Low income seniors face a higher risk of having heart failure regardless of their educational qualification findings of a new study states.
The study is the first to link low income with an increased risk of heart failure in Medicare-eligible community-dwelling older men and women.
"As far as the risk of developing heart failure is concerned, lower education may not matter if a person is able to maintain a high income in later years," said Ali Ahmed, M.D., M.P.H., senior researcher.
Researchers said they were surprised by the influence of income on heart failure risk in a population where nearly everyone has health insurance that provides care for major heart failure risk factors such as hypertension, diabetes and coronary artery disease.
Although both poor and the well off benefit from the Medicare program, there may be certain differences that expose the poor to sub optimal care for major heart failure risk factors.

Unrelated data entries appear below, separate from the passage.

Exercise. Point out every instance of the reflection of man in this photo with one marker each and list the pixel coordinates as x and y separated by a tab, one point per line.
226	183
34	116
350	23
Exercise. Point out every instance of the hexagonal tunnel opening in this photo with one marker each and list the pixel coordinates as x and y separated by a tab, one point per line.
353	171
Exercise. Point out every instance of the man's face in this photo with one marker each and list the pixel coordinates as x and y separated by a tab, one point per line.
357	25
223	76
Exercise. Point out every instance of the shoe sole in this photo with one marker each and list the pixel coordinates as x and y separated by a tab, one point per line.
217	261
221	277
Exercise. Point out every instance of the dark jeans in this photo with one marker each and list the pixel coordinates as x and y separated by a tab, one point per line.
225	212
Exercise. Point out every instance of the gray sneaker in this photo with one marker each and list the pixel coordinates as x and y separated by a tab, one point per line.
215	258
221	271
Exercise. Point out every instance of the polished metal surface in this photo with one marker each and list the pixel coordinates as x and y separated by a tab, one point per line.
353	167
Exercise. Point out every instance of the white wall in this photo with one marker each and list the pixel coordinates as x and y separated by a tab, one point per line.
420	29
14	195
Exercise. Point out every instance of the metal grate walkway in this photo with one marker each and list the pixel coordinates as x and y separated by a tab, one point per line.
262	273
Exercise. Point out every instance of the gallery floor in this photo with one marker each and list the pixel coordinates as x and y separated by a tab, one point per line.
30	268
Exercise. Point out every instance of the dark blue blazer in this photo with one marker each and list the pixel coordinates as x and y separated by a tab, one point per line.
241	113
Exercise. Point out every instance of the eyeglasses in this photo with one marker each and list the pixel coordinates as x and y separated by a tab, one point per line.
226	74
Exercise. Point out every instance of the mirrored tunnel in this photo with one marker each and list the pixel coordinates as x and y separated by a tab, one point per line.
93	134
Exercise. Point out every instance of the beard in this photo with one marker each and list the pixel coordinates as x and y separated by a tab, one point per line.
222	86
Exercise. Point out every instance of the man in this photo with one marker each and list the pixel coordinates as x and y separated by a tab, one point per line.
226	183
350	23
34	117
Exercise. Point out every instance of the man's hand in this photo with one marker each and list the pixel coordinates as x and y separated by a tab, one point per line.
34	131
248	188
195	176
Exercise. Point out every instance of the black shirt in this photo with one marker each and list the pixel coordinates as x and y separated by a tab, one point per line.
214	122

Researchers reviewed National Heart, Lung and Blood Institute records of 5,153 Medicare-eligible older adults without heart failure in the Cardiovascular Health Study who lived independently in four U.S. communities in the early 1990s.
They separated patients into groups based on education and income levels.
Researchers defined low education as less than college level and low income as household income less than 25,000 dollars a year.
After 13 years eighteen percent of older adults with high education and high income developed heart failure.
In comparison, 17 percent of older adults with low education and high income developed heart failure.
In contrast, 23 percent of older adults with low income developed heart failure regardless of their education level.
Patients with low education and low income were worse off, with a 29 percent increased risk, compared to those with high education and high income, which was independent of other risk factors for heart failure.
Low-income patients may be unable to pay out-of-pocket costs related to health care that Medicare provides.
"They may have to choose between their drugs and their groceries. Or the out-of-pocket expenses might adversely affect how often they go see their doctor," said Ahmed, director of the Geriatric Heart Failure Clinics at the University of Alabama at Birmingham and the Birmingham VA Medical Centre.
The research was presented at the American Heart Association's Scientific Sessions 2011.